ふるさと納税、一番得をしているのは誰? 寄付額の2割以上は業者に…「5割ルール」徹底で何が起きるか:東京新聞 TOKYO Web

外部業者への支出を減らさなければ自治体の財源減少だけでなく、寄付者へのしわ寄せも大きくなる。(出所:東京新聞

 NTTデータ経営研究所の試算で、2022年度のふるさと納税の総寄付額9654億円のうち、少なくとも2割超の2471億円が、仲介サイト手数料や証明書発送の委託費など外部事業者に支払われていたことがわかったそうです。

 外部への支出が多くなれば、地域活性化や子育てなどに充てる自治体の財源も減っていく.....。「ふるさと納税制度で一番得をしているのは、仲介サイトや委託業務を行う都市部の大手業者だ」とNTTデータは指摘し、「寄付金が地域外に流出しないよう工夫するべきだ」と話しているそうです。「自治体の自前作業や政府による共通の仲介サイト構築のほか、地元業者への委託変更など」を求めているといいます。
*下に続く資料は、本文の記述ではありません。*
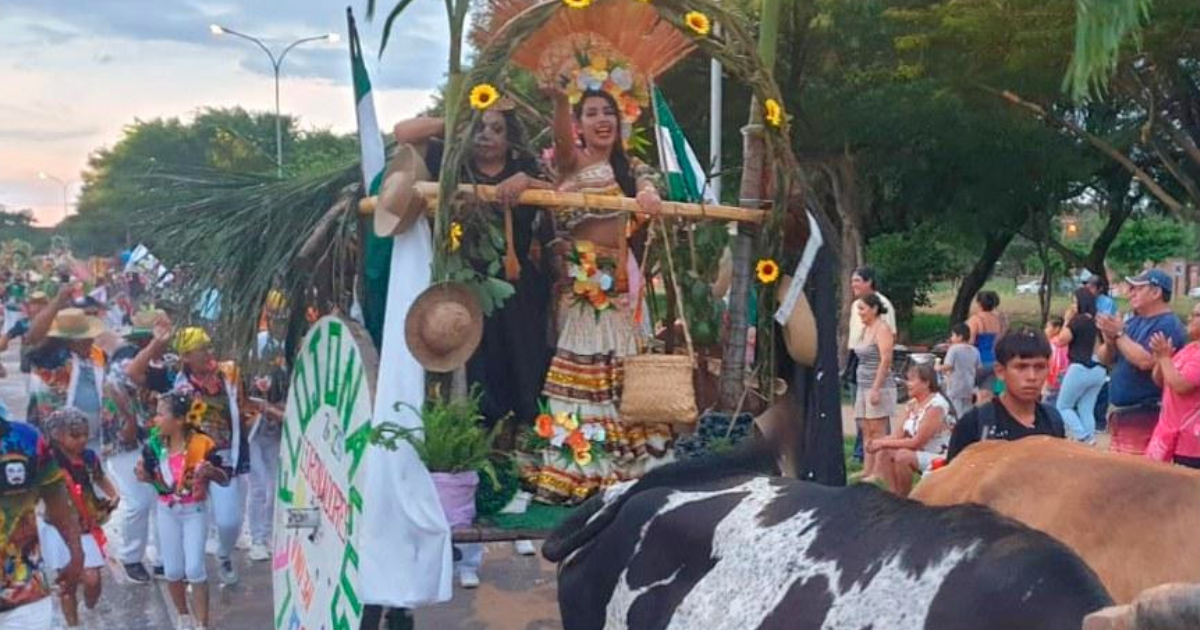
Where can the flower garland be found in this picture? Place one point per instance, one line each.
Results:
(616, 77)
(594, 277)
(575, 441)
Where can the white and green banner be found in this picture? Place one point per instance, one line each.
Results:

ふるさと納税」、都市部と地方の格差是正を目的に2008年に始まった制度で、生まれ育ったふるさとや応援したい自治体を選んで寄付することできるといいます。ここ最近は、返礼品競争が過熱、返礼品目当てで寄付先を選ぶ人も多くなっているといいます。

 

 

 仲介サイトがEコマースのようになっています。それによって、利便性は向上し快適な利用が実現されているのでしょう。しかし、民間によって運営されている以上、利を求めて競争が過熱していくのもまた道理ということではないでしょうか。

 これが官によって運営されていたなら、ここまで盛り上がることはなかったのかもしれませんし、返礼品を提供する地元企業が活性化することもなかったのでしょう。
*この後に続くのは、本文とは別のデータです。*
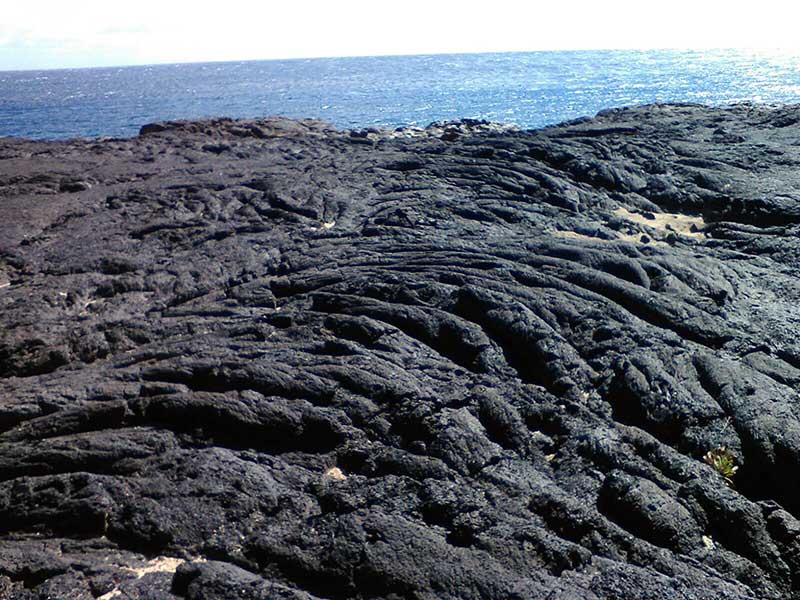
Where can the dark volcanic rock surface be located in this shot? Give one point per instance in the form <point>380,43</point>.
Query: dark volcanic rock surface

 しかし、広告で競い合ったり、その内容が制度にそぐわないなど、過ぎることが目に付きます。仲介サイトがもう少し理知的になって公共性を重んじているのであれば、もう少し違った展開もあったのではないかと思います。

 いずれにせよ、原資は税金です。それを念頭におけば、その有効活用が求められるはずです。税金を元手にして民間が必要以上に多くの利益を企てるようになったら、制度を根本的に見直さなければならないような気がします。その時が近づいていることはないでしょうか。

 小さな正義を重視して、大切な税金が変な使い方をされたり、ムダつがいがあってはならないのでしょう。適宜制度を見直ししていくためには大きな正義を優先させなければならないときもあるのでしょう。